刑事弁護ブログ

2018.06.27 刑事弁護コラム

「ビジュアル・エイド」の使い方

人は,五感の中で,視覚から8割以上の情報を得ているなどと言われます。
刑事裁判における当事者の意見陳述は,口頭で行われ,事実認定者である裁判員や裁判官の聴覚に訴えることになります。
しかし,「百聞は一見にしかず」という言葉のとおり,見れば一目瞭然ということも,口頭だけで伝えようとすると,簡単ではありません。
そこで,弁護人が法廷で弁論を述べるときなどには,口頭での陳述を中心としつつ,様々な視覚資料を用いることがあります。これを「ビジュアル・エイド」と呼びます。
ビジュアルエイドは,意見陳述の場面に限らず,証人尋問など,様々な場面で用いられています。

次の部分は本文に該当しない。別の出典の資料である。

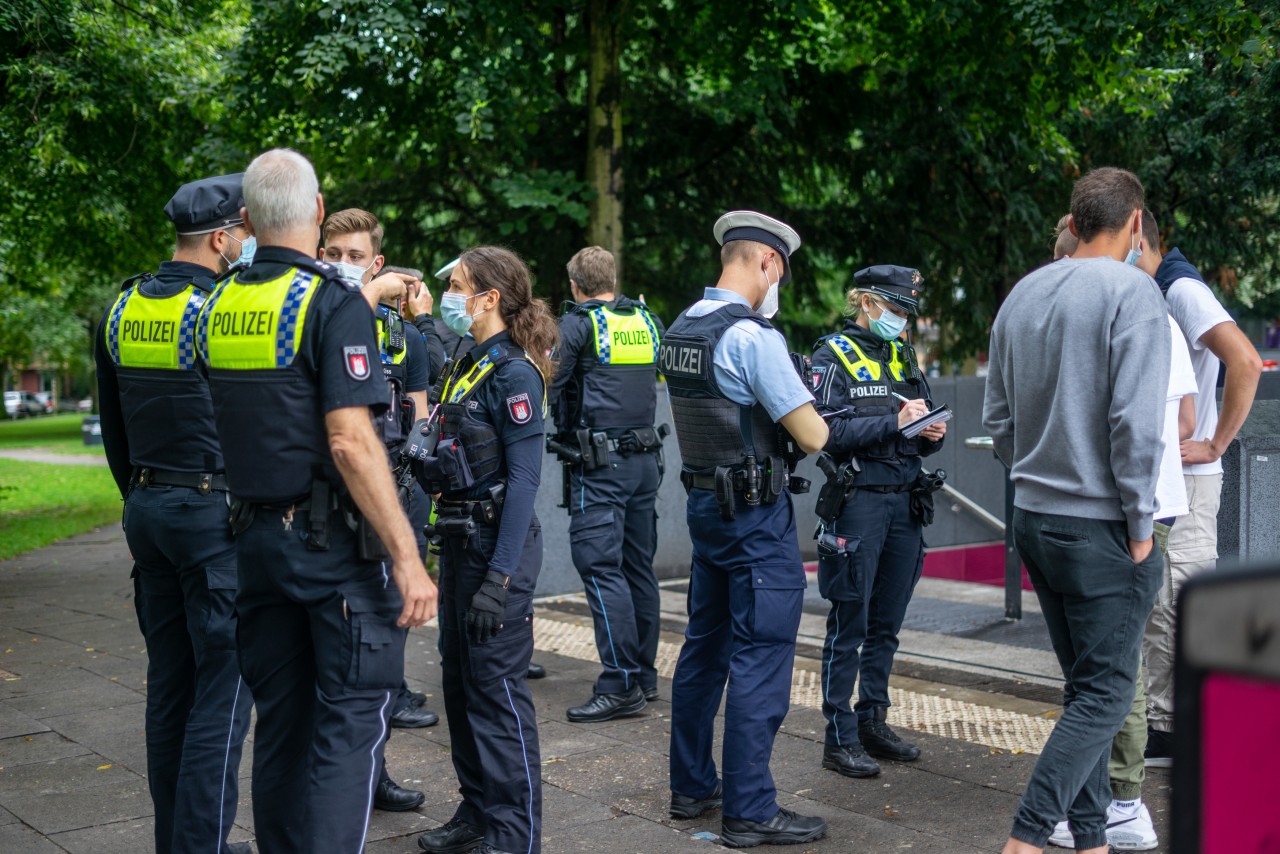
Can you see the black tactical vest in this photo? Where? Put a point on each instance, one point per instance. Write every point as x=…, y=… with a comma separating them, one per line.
x=712, y=429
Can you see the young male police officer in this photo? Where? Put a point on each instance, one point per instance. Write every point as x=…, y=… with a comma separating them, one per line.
x=352, y=242
x=732, y=383
x=603, y=397
x=161, y=443
x=869, y=387
x=289, y=348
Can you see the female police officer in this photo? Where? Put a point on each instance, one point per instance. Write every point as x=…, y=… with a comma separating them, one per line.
x=872, y=551
x=487, y=465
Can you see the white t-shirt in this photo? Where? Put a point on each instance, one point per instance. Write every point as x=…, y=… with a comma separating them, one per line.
x=1170, y=489
x=1197, y=310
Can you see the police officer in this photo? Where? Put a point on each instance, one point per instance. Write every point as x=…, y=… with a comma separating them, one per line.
x=603, y=400
x=161, y=443
x=731, y=384
x=352, y=243
x=485, y=464
x=329, y=570
x=869, y=387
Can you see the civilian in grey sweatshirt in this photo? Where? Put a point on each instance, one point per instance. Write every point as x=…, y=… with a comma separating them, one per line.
x=1075, y=403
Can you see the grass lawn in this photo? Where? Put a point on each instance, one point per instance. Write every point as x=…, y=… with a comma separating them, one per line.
x=42, y=502
x=50, y=433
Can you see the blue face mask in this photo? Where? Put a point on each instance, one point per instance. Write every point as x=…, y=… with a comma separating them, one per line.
x=888, y=325
x=248, y=246
x=453, y=311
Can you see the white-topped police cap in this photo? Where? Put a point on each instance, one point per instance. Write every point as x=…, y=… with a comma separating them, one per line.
x=206, y=205
x=901, y=286
x=752, y=225
x=443, y=273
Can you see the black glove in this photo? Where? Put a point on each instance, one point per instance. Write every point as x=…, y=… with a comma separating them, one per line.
x=484, y=616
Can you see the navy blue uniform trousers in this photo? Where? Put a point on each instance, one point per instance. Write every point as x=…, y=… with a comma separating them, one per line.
x=745, y=594
x=320, y=648
x=493, y=729
x=613, y=533
x=197, y=707
x=869, y=587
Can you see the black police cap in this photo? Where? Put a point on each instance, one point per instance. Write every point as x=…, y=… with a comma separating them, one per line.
x=901, y=286
x=208, y=205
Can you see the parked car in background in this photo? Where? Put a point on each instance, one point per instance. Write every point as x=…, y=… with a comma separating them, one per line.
x=19, y=405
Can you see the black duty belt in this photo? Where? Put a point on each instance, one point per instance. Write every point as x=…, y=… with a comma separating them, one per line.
x=885, y=489
x=202, y=482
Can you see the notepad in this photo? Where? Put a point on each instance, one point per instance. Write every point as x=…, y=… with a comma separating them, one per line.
x=928, y=419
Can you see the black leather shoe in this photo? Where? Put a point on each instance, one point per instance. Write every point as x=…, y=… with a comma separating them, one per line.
x=883, y=743
x=686, y=807
x=412, y=718
x=785, y=829
x=850, y=761
x=394, y=799
x=606, y=707
x=455, y=836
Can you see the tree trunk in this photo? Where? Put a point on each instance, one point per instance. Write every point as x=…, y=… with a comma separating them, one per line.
x=604, y=127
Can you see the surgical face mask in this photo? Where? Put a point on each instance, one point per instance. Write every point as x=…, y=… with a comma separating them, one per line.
x=453, y=311
x=352, y=273
x=1134, y=250
x=888, y=325
x=248, y=246
x=769, y=306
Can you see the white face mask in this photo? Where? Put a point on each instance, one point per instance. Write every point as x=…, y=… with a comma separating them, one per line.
x=352, y=273
x=769, y=306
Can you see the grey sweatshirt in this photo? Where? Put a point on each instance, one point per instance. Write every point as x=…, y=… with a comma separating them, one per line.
x=1075, y=391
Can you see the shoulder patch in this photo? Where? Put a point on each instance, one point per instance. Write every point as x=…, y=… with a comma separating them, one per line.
x=357, y=361
x=520, y=409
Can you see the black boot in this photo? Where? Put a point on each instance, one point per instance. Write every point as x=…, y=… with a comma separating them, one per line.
x=883, y=743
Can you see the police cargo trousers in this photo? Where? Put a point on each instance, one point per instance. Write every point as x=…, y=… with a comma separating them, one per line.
x=869, y=585
x=612, y=538
x=1192, y=549
x=320, y=648
x=197, y=706
x=493, y=729
x=745, y=593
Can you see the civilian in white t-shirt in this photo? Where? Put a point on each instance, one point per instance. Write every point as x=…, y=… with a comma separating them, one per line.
x=1212, y=338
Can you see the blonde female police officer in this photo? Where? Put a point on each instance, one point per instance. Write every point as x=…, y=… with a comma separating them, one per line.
x=485, y=465
x=731, y=383
x=872, y=553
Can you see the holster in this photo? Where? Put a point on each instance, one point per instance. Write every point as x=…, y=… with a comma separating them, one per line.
x=240, y=515
x=725, y=493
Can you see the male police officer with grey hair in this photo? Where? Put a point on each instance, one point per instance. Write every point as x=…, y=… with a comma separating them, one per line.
x=732, y=383
x=161, y=443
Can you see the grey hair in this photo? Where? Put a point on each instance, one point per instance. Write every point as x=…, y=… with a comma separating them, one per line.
x=280, y=190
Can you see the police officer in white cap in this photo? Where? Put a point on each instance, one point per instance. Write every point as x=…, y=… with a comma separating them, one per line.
x=732, y=384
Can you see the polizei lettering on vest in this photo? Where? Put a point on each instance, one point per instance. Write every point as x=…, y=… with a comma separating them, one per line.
x=149, y=332
x=632, y=337
x=242, y=323
x=682, y=360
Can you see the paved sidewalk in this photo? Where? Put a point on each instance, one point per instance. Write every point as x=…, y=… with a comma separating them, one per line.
x=73, y=765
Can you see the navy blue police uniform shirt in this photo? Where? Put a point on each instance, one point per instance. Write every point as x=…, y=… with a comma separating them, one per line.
x=170, y=278
x=511, y=401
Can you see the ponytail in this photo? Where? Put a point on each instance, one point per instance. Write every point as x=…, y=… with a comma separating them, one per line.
x=529, y=320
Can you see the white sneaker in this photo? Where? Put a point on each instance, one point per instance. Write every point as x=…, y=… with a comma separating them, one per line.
x=1136, y=834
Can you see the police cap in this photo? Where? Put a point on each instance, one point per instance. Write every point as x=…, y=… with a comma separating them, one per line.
x=899, y=284
x=750, y=225
x=443, y=273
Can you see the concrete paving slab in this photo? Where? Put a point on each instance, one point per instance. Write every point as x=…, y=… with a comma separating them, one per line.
x=42, y=747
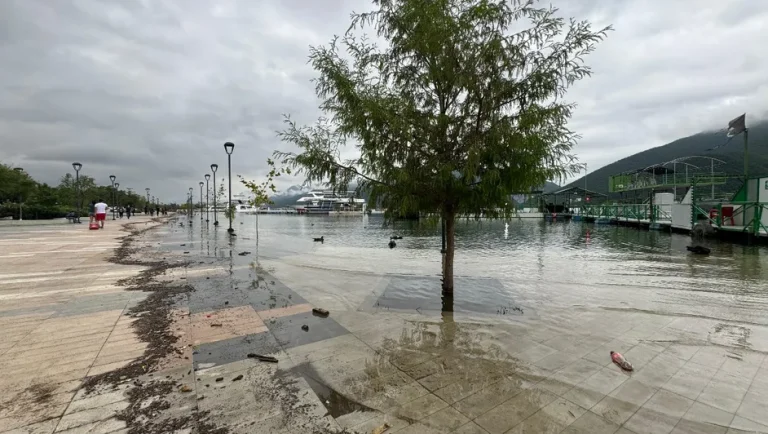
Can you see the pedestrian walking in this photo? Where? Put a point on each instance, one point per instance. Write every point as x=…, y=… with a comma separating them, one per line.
x=100, y=208
x=91, y=212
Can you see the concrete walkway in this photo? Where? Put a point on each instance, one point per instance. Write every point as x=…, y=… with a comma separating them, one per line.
x=62, y=320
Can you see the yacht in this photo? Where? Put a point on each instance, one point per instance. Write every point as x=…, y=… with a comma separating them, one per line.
x=328, y=202
x=329, y=196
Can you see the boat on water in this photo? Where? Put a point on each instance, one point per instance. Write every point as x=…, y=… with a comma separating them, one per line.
x=331, y=203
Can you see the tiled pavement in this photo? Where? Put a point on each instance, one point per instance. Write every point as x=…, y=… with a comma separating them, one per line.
x=62, y=319
x=419, y=372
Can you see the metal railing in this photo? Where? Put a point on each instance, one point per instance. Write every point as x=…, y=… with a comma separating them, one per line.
x=627, y=211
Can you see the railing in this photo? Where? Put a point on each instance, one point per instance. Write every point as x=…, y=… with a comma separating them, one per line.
x=627, y=211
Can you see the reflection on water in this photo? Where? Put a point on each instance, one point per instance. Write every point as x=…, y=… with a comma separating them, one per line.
x=538, y=263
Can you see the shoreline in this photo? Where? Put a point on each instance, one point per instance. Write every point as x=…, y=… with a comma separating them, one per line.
x=206, y=302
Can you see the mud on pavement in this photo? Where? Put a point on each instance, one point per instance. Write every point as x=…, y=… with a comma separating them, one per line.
x=163, y=391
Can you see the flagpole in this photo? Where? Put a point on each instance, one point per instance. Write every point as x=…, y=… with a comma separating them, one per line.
x=746, y=155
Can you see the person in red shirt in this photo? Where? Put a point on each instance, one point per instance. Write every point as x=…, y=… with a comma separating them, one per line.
x=101, y=212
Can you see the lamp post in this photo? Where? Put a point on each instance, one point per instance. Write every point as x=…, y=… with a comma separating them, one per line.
x=214, y=168
x=117, y=195
x=21, y=199
x=201, y=200
x=207, y=177
x=229, y=147
x=112, y=178
x=77, y=166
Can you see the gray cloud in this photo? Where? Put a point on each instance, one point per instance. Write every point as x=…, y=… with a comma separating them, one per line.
x=150, y=90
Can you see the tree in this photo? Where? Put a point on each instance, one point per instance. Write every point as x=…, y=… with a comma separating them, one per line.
x=456, y=113
x=262, y=192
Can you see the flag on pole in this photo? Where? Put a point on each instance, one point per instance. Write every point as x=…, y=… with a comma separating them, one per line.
x=735, y=127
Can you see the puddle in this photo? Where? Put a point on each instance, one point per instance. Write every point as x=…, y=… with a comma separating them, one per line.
x=472, y=295
x=335, y=403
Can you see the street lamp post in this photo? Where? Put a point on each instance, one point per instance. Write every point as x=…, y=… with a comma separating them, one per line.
x=207, y=177
x=229, y=147
x=77, y=166
x=112, y=178
x=214, y=168
x=201, y=200
x=117, y=195
x=21, y=199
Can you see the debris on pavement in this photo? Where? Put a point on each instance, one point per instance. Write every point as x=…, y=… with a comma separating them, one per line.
x=262, y=358
x=318, y=311
x=380, y=429
x=621, y=361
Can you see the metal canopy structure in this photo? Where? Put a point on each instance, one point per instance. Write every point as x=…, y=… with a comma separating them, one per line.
x=576, y=191
x=680, y=172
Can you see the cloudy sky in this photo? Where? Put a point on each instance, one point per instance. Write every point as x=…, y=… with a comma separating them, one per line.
x=149, y=90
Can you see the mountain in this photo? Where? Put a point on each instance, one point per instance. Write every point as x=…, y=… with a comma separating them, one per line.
x=696, y=145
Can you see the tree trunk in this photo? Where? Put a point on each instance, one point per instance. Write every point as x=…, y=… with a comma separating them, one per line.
x=450, y=245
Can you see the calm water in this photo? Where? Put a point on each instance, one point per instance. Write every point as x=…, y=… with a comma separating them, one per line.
x=539, y=264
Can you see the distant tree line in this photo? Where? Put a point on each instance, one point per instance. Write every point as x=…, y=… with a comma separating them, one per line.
x=22, y=194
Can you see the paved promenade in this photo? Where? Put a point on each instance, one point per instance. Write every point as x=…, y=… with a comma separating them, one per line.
x=62, y=319
x=361, y=369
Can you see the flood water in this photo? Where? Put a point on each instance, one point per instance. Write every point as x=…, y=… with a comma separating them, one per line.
x=532, y=264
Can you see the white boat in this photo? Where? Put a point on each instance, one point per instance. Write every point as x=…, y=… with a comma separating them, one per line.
x=330, y=196
x=326, y=202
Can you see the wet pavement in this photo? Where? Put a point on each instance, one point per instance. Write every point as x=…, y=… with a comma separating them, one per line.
x=393, y=352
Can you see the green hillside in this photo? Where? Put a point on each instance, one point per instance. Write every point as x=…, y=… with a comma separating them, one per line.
x=732, y=154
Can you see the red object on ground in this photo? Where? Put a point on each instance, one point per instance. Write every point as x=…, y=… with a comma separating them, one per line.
x=728, y=215
x=621, y=361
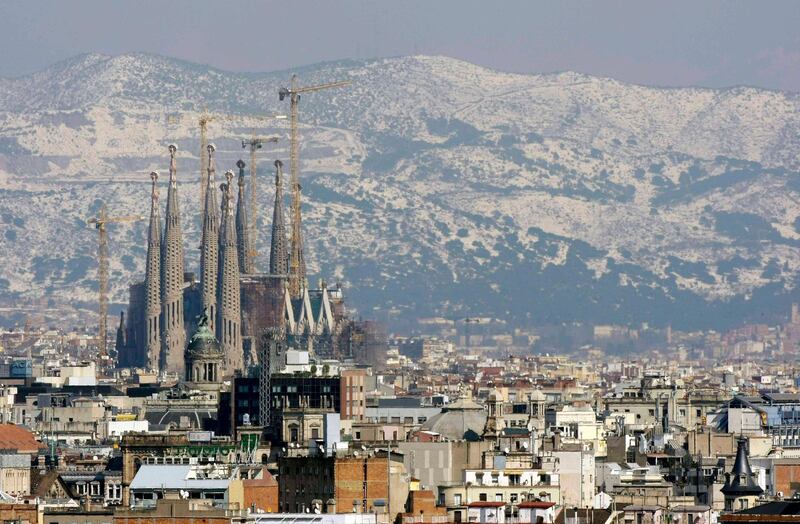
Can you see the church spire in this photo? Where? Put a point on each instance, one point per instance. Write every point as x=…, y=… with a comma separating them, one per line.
x=152, y=282
x=228, y=292
x=209, y=243
x=173, y=333
x=120, y=343
x=244, y=248
x=278, y=257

ビジュアル・エイドを使う上で重要なのは,まず何よりも,視覚的なイメージの伝わりやすさです。言葉での説明よりも分かりやすくするために使うのですから,ビジュアル・エイド自体が分かりづらければ使う意味がなくなってしまいます。
一方で,法廷での弁論は,口頭での陳述が基本です。弁護人は,言葉を使って事実認定者を説得するのであり,ビジュアル・エイドは,あくまで補助的に用いることになります。そのため,ビジュアル・エイドを多く使えばよいというものではなく,効果的な使いどころを考えることが大事です。